Every photo taken on a smartphone or digital camera embeds metadata called EXIF data. This includes GPS coordinates, camera model, date and time, lens settings, and sometimes even the device serial number. Sharing photos with this data intact can reveal your location and habits.
ConvertCraft's Metadata Remover strips all EXIF, IPTC, and XMP metadata from your images directly in your browser. Your photos never leave your device during the process.
To remove metadata: open the Image Metadata tool, drop your photos, and click Strip Metadata. The tool creates clean copies with all metadata removed while preserving the image quality.
This is especially important when sharing photos on forums, marketplaces, or dating apps where you do not want to reveal your precise location or device information.
The tool supports JPG, PNG, WebP, and TIFF formats. Batch processing is available — strip metadata from up to 50 images at once.

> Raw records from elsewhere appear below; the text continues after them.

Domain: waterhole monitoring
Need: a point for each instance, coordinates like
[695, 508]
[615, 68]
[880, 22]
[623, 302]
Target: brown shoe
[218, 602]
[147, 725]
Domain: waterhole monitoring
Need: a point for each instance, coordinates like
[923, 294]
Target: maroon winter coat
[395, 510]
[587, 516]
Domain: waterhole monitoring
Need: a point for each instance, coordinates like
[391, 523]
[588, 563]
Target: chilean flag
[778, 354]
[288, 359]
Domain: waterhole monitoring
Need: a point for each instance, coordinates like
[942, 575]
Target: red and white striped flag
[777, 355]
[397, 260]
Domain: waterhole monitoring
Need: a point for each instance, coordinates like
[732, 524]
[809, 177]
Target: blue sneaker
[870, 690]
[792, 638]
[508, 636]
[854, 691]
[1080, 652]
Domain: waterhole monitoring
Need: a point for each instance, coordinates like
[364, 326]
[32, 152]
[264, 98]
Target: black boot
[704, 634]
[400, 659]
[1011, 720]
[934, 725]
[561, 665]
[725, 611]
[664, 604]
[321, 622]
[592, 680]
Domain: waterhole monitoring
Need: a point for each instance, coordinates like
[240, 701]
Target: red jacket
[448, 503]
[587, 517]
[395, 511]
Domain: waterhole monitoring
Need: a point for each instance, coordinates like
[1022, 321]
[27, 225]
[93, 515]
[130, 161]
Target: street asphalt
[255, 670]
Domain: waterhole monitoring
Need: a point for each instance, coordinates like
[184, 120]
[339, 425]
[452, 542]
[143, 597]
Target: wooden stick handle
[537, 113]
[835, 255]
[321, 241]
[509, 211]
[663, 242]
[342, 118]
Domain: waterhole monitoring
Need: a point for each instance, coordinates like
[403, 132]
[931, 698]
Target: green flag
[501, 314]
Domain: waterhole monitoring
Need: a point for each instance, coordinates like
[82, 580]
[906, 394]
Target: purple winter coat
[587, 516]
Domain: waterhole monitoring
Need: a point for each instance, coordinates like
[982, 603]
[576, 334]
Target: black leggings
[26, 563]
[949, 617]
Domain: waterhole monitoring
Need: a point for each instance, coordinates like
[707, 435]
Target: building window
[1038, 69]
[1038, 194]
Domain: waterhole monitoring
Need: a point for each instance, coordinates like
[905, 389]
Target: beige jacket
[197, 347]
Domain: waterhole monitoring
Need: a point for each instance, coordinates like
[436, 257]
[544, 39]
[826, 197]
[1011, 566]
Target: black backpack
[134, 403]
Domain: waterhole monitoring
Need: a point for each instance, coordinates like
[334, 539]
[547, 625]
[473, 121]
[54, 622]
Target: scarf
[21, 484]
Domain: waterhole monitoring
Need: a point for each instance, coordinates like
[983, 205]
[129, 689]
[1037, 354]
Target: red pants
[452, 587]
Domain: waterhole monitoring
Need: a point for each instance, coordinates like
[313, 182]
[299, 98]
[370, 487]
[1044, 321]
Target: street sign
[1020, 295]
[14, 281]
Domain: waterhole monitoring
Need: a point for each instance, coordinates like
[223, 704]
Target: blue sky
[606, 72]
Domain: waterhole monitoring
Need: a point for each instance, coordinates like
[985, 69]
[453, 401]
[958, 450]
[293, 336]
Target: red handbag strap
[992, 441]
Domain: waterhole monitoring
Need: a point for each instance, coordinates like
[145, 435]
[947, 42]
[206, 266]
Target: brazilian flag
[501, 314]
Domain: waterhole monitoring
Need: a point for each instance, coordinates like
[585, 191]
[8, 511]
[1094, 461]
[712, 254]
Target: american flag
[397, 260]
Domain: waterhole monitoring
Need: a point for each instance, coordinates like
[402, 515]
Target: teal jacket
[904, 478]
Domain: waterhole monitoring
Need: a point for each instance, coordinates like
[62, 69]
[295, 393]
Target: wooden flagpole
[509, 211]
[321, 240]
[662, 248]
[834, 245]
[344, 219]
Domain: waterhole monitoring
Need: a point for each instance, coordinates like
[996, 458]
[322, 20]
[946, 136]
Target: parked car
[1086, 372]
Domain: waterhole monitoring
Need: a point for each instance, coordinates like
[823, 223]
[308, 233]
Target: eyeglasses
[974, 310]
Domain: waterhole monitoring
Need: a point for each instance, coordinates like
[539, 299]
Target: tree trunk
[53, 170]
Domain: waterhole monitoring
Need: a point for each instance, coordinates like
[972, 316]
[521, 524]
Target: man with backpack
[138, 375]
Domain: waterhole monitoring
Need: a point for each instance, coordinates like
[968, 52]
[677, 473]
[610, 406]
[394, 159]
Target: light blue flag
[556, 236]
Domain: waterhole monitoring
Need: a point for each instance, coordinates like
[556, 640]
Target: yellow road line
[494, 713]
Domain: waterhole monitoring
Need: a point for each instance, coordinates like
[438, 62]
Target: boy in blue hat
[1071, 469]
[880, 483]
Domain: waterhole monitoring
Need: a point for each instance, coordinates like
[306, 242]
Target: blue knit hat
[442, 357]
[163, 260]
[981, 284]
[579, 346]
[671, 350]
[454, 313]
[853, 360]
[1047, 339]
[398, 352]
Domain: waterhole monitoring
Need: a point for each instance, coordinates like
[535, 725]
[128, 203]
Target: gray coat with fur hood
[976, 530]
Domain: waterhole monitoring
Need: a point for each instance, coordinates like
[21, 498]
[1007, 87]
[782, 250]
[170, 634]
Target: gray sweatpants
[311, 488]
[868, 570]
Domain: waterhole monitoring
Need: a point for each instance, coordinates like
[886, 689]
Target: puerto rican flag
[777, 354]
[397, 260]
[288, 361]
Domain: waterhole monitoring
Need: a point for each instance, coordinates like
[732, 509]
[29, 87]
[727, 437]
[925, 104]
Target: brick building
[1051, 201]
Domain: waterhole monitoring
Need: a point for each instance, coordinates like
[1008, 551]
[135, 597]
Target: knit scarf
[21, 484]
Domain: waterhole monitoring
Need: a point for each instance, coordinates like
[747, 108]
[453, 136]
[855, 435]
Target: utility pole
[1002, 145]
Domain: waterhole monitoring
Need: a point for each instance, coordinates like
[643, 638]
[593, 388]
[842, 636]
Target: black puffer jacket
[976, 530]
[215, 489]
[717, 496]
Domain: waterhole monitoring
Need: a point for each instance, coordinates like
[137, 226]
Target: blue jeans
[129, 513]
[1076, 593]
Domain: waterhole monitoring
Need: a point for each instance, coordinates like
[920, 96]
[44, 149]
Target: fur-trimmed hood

Frequently Asked Questions
What metadata does the tool remove?
It removes all EXIF data (GPS, camera, date/time, exposure), IPTC metadata (captions, copyright), and XMP data (editing history). The image pixels are untouched.
Does removing metadata reduce image quality?
No. The tool only removes the metadata tags — the actual image pixels remain identical and uncompressed.
Why should I remove photo metadata?
Photos contain hidden GPS coordinates that reveal where they were taken. Removing metadata protects your privacy before sharing images online.